Prof Prasad also addressed the controversial issue of vaccine mandates.

“Mandating vaccines or other medical products is a bold move, and should never happen if those products cannot halt transmission,” he said

“If there is no benefit to third parties, mandates are unjust. Even if there are benefits, one should be careful about such policies.”

He added that vaccine makers “should not be shielded from litigation for vaccine adverse events”.

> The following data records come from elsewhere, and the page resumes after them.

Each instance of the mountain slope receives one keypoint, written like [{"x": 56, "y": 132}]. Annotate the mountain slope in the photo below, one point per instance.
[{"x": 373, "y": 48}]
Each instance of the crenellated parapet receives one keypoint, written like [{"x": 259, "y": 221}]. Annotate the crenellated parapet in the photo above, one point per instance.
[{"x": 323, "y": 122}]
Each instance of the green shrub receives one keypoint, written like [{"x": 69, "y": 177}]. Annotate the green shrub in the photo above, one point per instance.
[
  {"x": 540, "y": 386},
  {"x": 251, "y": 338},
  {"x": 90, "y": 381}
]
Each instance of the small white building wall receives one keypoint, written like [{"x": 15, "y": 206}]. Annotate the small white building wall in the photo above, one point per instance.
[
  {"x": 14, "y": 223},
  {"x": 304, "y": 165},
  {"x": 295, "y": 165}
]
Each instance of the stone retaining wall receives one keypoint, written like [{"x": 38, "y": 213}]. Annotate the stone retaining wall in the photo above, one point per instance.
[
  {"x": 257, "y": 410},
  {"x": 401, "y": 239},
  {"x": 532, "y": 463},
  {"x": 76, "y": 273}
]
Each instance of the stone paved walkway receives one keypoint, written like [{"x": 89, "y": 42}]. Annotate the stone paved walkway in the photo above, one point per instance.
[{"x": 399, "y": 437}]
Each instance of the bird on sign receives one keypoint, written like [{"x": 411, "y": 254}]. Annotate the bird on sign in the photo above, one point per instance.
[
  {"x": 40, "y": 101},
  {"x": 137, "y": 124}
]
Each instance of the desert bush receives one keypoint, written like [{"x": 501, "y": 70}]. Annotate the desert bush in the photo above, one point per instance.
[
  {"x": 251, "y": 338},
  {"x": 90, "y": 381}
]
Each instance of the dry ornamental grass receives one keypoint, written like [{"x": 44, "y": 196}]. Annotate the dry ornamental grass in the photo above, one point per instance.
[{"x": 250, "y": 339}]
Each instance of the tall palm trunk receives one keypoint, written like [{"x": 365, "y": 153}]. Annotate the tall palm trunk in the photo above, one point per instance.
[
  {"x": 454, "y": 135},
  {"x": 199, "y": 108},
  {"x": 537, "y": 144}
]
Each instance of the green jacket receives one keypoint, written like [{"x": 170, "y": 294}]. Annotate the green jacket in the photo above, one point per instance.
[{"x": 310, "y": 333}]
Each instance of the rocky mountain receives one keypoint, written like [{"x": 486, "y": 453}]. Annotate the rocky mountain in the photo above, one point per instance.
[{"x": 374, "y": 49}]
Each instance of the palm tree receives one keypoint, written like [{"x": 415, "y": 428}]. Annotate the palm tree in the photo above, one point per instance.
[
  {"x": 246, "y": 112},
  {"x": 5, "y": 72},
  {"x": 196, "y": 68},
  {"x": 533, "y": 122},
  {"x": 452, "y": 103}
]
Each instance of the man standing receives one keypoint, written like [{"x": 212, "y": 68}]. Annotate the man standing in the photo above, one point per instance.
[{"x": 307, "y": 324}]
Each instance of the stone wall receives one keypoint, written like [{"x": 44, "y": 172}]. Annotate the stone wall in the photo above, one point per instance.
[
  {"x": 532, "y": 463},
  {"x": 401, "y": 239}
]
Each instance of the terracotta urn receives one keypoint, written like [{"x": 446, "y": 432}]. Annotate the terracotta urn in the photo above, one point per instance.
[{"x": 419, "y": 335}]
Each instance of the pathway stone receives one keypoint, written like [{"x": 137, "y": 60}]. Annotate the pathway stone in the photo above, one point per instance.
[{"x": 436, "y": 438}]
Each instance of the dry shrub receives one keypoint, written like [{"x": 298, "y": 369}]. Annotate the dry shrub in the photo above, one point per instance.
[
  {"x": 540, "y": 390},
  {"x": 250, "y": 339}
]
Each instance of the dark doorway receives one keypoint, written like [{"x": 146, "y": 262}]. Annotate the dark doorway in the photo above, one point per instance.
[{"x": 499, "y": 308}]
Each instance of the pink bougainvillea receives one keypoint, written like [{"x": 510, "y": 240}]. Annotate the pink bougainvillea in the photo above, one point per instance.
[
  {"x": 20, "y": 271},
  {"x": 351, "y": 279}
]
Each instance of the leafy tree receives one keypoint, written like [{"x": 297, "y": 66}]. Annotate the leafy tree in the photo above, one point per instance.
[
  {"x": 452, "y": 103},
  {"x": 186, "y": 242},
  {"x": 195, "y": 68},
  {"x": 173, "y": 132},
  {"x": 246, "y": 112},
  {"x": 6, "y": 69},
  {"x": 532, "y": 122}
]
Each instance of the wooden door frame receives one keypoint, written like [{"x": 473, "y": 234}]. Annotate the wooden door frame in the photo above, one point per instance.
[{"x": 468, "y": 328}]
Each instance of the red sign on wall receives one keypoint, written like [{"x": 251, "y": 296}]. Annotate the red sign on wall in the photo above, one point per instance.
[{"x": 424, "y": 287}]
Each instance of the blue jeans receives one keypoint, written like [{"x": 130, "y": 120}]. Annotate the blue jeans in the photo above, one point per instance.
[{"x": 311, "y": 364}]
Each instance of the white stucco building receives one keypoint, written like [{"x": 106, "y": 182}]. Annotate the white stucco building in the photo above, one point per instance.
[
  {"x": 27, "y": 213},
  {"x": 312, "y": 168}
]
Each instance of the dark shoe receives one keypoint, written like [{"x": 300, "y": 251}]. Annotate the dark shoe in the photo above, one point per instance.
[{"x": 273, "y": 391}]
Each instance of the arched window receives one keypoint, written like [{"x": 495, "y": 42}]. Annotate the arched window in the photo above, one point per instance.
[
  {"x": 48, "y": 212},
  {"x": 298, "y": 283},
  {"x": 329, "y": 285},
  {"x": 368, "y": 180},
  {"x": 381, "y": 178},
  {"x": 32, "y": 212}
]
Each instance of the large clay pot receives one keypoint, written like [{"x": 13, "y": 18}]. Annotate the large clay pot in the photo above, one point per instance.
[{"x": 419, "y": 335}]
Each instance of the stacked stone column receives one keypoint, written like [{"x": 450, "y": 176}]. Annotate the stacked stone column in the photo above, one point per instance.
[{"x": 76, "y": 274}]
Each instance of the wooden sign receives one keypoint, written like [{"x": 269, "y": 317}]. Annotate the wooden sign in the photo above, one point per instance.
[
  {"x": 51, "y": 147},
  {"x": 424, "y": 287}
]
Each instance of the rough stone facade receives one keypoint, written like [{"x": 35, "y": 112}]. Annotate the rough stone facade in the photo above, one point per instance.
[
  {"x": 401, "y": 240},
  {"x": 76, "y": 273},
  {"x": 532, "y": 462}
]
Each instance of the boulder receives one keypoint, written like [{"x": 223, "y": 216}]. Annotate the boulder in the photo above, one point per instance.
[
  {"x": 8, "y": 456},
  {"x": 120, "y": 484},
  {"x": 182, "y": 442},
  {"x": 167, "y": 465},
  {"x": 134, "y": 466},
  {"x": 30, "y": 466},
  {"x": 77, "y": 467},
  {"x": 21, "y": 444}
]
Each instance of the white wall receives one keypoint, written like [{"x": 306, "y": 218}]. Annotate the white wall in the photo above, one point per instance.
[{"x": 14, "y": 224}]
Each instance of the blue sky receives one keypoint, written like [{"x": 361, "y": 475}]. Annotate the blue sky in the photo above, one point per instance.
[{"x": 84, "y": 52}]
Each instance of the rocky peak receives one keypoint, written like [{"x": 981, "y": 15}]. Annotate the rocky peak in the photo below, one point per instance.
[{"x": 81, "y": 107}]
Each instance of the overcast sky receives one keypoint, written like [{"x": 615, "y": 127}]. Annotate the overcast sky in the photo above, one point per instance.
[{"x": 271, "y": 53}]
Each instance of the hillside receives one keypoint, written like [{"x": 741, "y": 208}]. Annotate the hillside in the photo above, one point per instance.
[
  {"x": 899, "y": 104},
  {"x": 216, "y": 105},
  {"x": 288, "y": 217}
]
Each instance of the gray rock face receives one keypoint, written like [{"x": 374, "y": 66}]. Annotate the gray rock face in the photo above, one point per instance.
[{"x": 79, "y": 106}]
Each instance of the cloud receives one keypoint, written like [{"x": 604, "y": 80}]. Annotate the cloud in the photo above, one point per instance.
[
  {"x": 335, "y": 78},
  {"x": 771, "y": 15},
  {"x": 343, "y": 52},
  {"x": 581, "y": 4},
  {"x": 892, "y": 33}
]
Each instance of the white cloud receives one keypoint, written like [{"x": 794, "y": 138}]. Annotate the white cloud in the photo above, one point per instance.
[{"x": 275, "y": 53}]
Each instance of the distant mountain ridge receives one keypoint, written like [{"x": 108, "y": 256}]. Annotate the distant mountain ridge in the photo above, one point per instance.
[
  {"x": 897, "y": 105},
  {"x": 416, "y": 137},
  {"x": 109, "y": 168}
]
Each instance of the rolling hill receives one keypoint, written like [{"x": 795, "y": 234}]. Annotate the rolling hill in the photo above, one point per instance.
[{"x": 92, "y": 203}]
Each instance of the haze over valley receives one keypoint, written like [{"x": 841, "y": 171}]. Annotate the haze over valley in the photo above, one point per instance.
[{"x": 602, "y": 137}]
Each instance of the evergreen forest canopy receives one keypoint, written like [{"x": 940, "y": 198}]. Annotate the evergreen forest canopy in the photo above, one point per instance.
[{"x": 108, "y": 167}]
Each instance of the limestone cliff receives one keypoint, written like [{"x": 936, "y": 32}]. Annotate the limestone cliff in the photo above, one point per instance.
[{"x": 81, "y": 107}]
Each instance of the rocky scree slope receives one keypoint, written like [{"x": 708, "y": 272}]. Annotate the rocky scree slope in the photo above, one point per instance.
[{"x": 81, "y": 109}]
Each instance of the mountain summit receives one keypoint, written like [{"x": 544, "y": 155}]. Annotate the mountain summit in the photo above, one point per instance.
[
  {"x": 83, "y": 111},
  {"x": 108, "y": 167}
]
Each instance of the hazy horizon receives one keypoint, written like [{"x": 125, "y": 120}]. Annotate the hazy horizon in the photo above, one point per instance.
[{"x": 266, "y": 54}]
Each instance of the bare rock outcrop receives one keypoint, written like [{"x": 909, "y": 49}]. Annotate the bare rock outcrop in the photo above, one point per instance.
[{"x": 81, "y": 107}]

“People who mandate vaccines should also be subject to litigation,” he said. “In America, the only retribution is litigation. If you mandate a booster in a 26-year-old man and he has myocarditis, he should be able to sue the s*** out of you.”

It comes after a major independent review last month was scathing of Australia’s Covid response.

Proof of vaccination sign at the entrance to Crown in Southbank. Picture: David Crosling/NCA NewsWire
Proof of vaccination sign at the entrance to Crown in Southbank.

The 97-page Fault Lines review headed by Western Sydney University chancellor Peter Shergold, a former top public servant, concluded that state and federal governments “overreached” with politically driven health orders and excessive lockdowns which failed to protect the elderly, disregarded the young and abandoned disadvantaged communities.

“Government regulations and enforcement too often went beyond what was required to control the spread of the virus, and sometimes lacked discretion,” the report said.

“Outdoor mask mandates were implemented along with restrictions on outdoor activities. Regional communities with no Covid-19 cases were locked down and schools closed. International and interstate border restrictions continued in some jurisdictions well after significant community transmission had begun.”

The report added rules were “too often formulated and enforced in ways that lacked fairness and compassion”.

“Business people were often allowed to travel across borders whilst those wanting to visit dying loved ones or newborn family members were not afforded a similar opportunity,” it said.

“Travelling across state borders was permitted for professional sports stars but not for those who needed healthcare.”

The report warned that such overreach can “undermine fundamental rights and public trust in the institutions that are vital to an effective crisis response”.

“There were trade-offs between health, social and economic outcomes,” it added. “There were trade-offs between the short-term and the long-term. There were trade-offs between different parts of the community. The existence of these trade-offs was too often ignored in our pandemic response.”

Professor Shergold’s review did not address the question of vaccine mandates.

The Premiers of Victoria and Queensland pushed back on the report, with Daniel Andrews and Annastacia Palaszczuk both defending the decisions made by their governments during the pandemic.

Mr Andrews dismissed the report as “academic views”.

“There was nothing academic about the fact that we had to have lockdowns because we didn’t have any vaccine,” he said.

“There was nothing academic about doing everything we could, very difficult decisions with real impact, to save lives.”

Ms Palaszczuk stood by her strict border closures, saying she had made decisions “in the best interest of Queenslanders”.

“I think the pandemic has had long-term impacts on a wide range of people, not just because of border closures,” she said.

“I stand by the decisions that the chief health officer made at the time that I backed in.”